Thursday, 1 December 2016
A gaggle of Brexit morons
Another day passes where a Brexiteer politician has said something inconclusive and open ended and the media fills space looking for clues. Today it is the turn of David Davis who suggests that we might pay for single market access. The short answer is that we will pay into the EU budget for a long time to come and may always pay for participation in a number of EU programmes and agencies. There are more than 40 EU decentralised agencies, some of which are expendable, others vital.
It has never been the case that Brexit was going to save any money worth writing home about and what we don't spend on Brexit itself will be spent on rebuilding domestic governance capacity as we gradually take back control. We will not have a Brexit dividend and the NHS will not see a penny of it.
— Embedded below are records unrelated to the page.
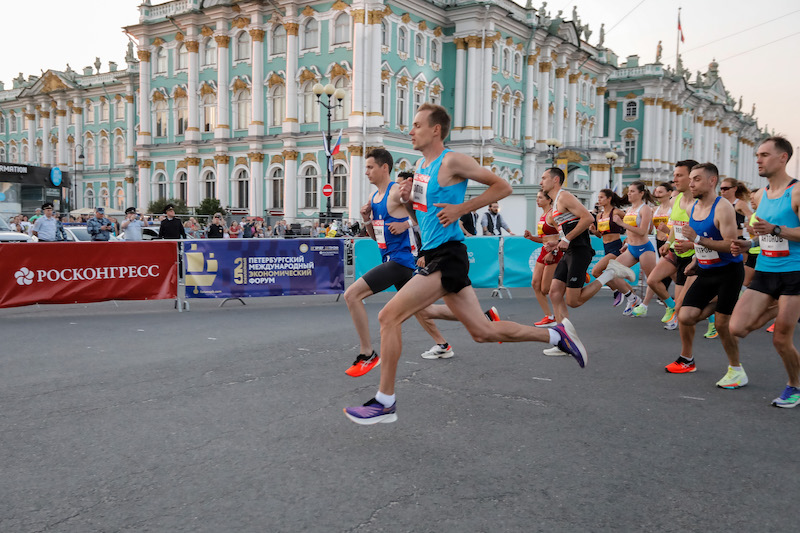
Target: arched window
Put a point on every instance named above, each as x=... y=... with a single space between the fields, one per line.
x=183 y=57
x=278 y=39
x=339 y=186
x=278 y=105
x=242 y=105
x=310 y=178
x=209 y=52
x=310 y=34
x=182 y=185
x=104 y=197
x=242 y=46
x=181 y=115
x=210 y=184
x=276 y=182
x=341 y=113
x=385 y=33
x=402 y=40
x=89 y=146
x=419 y=46
x=241 y=183
x=105 y=153
x=88 y=197
x=119 y=150
x=160 y=118
x=310 y=106
x=341 y=29
x=161 y=60
x=209 y=104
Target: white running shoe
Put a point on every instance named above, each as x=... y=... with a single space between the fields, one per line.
x=621 y=271
x=437 y=352
x=554 y=351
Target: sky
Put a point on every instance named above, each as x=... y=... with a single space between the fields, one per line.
x=755 y=44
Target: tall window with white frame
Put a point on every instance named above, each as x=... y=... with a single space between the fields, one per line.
x=310 y=179
x=242 y=184
x=339 y=186
x=276 y=181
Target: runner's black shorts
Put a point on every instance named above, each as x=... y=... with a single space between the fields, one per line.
x=451 y=259
x=776 y=284
x=680 y=263
x=387 y=274
x=722 y=282
x=572 y=268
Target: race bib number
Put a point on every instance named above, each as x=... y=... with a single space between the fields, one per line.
x=380 y=237
x=419 y=192
x=773 y=246
x=678 y=229
x=705 y=256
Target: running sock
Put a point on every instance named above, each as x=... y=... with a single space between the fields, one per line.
x=386 y=399
x=605 y=277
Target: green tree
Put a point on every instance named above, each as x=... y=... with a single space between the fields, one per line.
x=157 y=206
x=210 y=206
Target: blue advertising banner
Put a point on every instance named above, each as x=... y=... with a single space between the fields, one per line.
x=246 y=268
x=484 y=261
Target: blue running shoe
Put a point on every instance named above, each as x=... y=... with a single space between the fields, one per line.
x=372 y=412
x=570 y=343
x=789 y=398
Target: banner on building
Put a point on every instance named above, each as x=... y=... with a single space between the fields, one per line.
x=248 y=268
x=61 y=273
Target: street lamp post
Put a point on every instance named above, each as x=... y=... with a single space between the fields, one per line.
x=611 y=157
x=334 y=100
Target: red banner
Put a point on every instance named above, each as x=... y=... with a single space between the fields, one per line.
x=74 y=272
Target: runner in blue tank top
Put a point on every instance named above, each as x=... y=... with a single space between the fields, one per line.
x=777 y=275
x=712 y=228
x=388 y=223
x=437 y=192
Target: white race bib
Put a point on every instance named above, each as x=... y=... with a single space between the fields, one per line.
x=377 y=227
x=419 y=192
x=773 y=246
x=705 y=256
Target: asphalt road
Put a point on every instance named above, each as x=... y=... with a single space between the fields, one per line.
x=140 y=418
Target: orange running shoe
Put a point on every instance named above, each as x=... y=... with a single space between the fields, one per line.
x=681 y=366
x=363 y=364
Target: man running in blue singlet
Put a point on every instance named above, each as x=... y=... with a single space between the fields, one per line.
x=386 y=221
x=437 y=191
x=777 y=275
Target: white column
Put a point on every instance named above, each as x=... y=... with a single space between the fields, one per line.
x=290 y=183
x=223 y=129
x=561 y=73
x=460 y=86
x=257 y=90
x=256 y=190
x=599 y=110
x=193 y=98
x=290 y=123
x=572 y=107
x=144 y=103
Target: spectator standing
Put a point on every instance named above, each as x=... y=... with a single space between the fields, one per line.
x=99 y=227
x=493 y=222
x=216 y=229
x=171 y=227
x=133 y=224
x=46 y=226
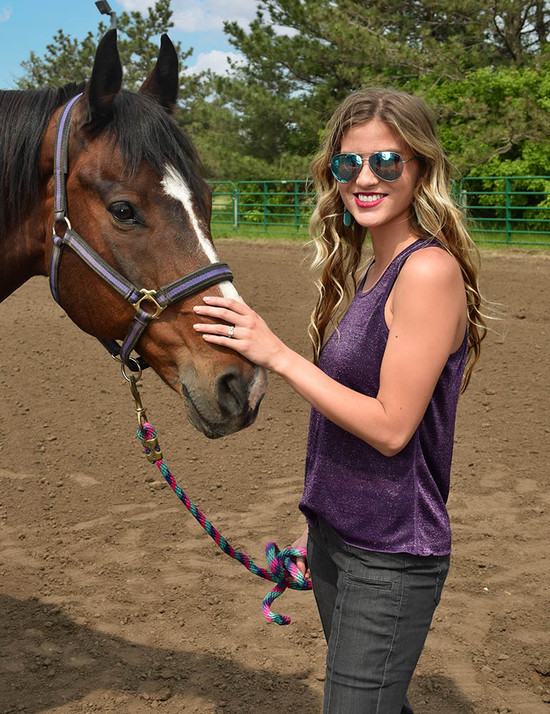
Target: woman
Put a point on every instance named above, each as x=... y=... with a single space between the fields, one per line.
x=384 y=388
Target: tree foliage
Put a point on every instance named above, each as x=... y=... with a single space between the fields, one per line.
x=484 y=65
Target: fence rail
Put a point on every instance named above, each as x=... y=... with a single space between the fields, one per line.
x=501 y=209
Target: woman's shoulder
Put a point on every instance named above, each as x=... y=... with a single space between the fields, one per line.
x=431 y=267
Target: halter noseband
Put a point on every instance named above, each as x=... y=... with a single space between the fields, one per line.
x=173 y=292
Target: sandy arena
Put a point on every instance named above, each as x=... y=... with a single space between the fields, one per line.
x=113 y=599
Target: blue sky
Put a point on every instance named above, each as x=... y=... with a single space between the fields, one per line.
x=29 y=25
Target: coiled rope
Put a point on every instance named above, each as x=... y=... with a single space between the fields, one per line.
x=283 y=570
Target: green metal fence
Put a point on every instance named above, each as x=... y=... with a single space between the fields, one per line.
x=262 y=204
x=507 y=209
x=501 y=209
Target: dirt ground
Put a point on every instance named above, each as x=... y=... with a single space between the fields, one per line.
x=112 y=598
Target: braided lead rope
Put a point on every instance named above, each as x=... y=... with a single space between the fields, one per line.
x=283 y=570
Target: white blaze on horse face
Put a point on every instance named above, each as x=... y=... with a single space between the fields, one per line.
x=175 y=187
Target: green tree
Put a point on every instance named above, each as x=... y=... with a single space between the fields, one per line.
x=304 y=56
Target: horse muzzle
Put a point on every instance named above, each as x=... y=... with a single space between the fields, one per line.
x=225 y=406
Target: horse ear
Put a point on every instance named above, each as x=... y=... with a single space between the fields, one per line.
x=106 y=79
x=163 y=82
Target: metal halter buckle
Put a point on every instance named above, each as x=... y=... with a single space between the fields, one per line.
x=150 y=296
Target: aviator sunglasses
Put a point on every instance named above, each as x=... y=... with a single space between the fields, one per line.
x=387 y=165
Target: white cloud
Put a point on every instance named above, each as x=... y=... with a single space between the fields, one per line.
x=216 y=61
x=202 y=15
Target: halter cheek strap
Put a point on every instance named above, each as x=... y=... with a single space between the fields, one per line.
x=160 y=299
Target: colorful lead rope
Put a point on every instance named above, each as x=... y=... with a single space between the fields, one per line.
x=283 y=570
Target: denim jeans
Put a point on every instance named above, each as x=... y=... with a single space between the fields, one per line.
x=376 y=609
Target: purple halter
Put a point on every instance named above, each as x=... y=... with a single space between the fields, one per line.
x=173 y=292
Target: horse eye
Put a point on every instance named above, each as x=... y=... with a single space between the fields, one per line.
x=123 y=211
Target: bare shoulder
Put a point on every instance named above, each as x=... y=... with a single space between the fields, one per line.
x=432 y=268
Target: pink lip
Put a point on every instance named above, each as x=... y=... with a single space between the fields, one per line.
x=369 y=204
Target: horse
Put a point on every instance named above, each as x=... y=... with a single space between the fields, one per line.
x=102 y=192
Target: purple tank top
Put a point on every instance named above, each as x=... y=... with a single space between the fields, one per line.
x=389 y=504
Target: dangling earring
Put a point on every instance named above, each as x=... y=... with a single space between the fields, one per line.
x=347 y=218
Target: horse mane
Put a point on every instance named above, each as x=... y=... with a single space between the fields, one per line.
x=145 y=131
x=141 y=128
x=24 y=116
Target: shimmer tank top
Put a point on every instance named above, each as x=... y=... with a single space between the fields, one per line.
x=389 y=504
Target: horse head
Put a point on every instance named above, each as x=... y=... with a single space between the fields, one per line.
x=135 y=194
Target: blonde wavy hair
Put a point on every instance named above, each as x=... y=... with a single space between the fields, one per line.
x=434 y=214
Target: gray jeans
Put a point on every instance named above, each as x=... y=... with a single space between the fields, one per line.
x=376 y=609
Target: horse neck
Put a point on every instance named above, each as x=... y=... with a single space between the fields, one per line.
x=23 y=253
x=24 y=117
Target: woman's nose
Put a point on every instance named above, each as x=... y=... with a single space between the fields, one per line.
x=366 y=177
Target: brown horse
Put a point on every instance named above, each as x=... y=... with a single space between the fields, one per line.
x=130 y=180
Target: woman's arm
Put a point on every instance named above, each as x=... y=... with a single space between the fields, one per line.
x=428 y=315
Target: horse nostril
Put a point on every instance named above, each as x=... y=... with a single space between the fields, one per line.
x=232 y=393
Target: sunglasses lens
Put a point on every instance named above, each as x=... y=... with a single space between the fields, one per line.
x=345 y=167
x=387 y=165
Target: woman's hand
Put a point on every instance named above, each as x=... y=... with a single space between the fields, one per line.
x=250 y=336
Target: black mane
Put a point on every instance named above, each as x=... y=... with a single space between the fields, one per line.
x=24 y=116
x=139 y=125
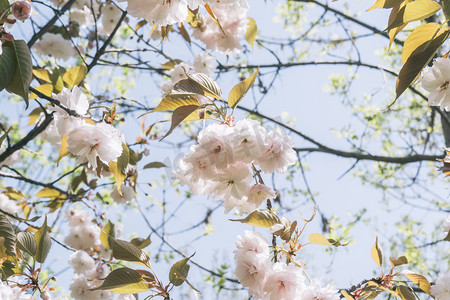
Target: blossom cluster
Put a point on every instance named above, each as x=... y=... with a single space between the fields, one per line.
x=89 y=273
x=88 y=142
x=59 y=46
x=436 y=80
x=277 y=281
x=12 y=293
x=232 y=15
x=219 y=165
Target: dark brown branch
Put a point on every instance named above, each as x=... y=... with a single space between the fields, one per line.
x=50 y=23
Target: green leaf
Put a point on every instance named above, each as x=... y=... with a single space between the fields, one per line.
x=155 y=165
x=252 y=31
x=7 y=66
x=372 y=283
x=23 y=74
x=140 y=242
x=107 y=234
x=377 y=253
x=179 y=271
x=402 y=260
x=26 y=242
x=260 y=218
x=416 y=62
x=43 y=75
x=386 y=4
x=171 y=103
x=196 y=84
x=446 y=8
x=419 y=280
x=239 y=90
x=43 y=242
x=124 y=250
x=405 y=292
x=74 y=76
x=50 y=193
x=414 y=11
x=419 y=39
x=8 y=233
x=179 y=115
x=124 y=280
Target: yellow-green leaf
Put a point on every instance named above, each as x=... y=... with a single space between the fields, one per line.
x=405 y=292
x=140 y=242
x=7 y=66
x=394 y=31
x=416 y=62
x=402 y=260
x=8 y=234
x=318 y=239
x=74 y=76
x=107 y=233
x=64 y=151
x=419 y=39
x=347 y=295
x=172 y=103
x=239 y=90
x=124 y=250
x=124 y=280
x=252 y=31
x=372 y=283
x=45 y=89
x=179 y=115
x=21 y=79
x=49 y=193
x=260 y=218
x=26 y=242
x=377 y=253
x=179 y=271
x=414 y=11
x=419 y=280
x=386 y=4
x=42 y=74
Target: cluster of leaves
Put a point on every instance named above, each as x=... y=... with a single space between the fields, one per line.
x=21 y=250
x=128 y=280
x=423 y=43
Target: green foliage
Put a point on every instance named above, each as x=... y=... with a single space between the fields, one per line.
x=20 y=81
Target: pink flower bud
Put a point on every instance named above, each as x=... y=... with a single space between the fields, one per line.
x=21 y=9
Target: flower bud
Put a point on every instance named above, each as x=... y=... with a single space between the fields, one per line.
x=21 y=9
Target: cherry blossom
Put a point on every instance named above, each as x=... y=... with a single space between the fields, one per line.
x=436 y=80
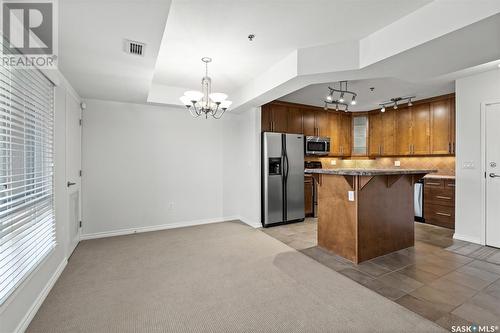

This reality has yet to permeate the eurosceptic bubble. Peter Bone told the BBC this evening: "People will be absolutely outraged if we came out of the EU and then carried on paying them £15bn a year, £20bn a year, whatever the figure is - no I don't think it's going to happen. In that very hypothetical case people will be exceptionally upset about it. But it's just not going to happen."
The only thing he is right about is that people will be absolutely outraged. Kippers will be outraged because they are always outraged about something. And then there will be the remainers who presumably knew full well to begin with that we wouldn't be saving any money.
Reaction on Twitter has been the usual incredulity from the leave crowd, pointing out that Canada, to name one among many, has "access" to the single market but does not pay into the EU budget. But then they do not have full access nor do they participate in any of the joint programmes. It should also be noted that Canada has never been in the EU. The UK has, and consequently we have commitments and obligations going far into the future. Readers wanting a more elaborate explanation would do well to read the Leave Alliance monograph on this very subject.
And if I sound bored, it's because I am bored. I am utterly sick to death of saying these things not least when this is actually news to Eddie Mair who remarked this evening on PM that we didn't get to hear this level of detail during the referendum.
This was in conversation with Mark Littlewood of the IEA - they who blew one hundred thousand euros on a Brexit plan so embarrassing they had to bury it. Except that we very much did hear this level of detail, conveniently ignored by the Toryboy cock-smokers of the IEA - and the BBC. That is why Littlewood still holds the childish delusion that once we leave the EU we can wind the clock back thirty years to use only British standards and expect the same level of market access.
In fact, all of this has been known and set out in great detail for some years now - and as each day passes and another reality of Brexit manifests itself, we can only look on in bemusement. The one truth they're all trying to avoid is the one the Leave Alliance had nailed from the outset. If we want to maintain the same level of trade without erecting too many crippling barriers and harming the economy then we must have a phased withdrawal - and whether they care to admit it, the EEA is the only game in town that covers (nearly) all the bases.
The only reason they won't admit it is because everything they believe, without exception, is wrong, their entire case for Brexit is pathetic and they campaigned on a pack of lies. Now they suck up the consequences. What fun!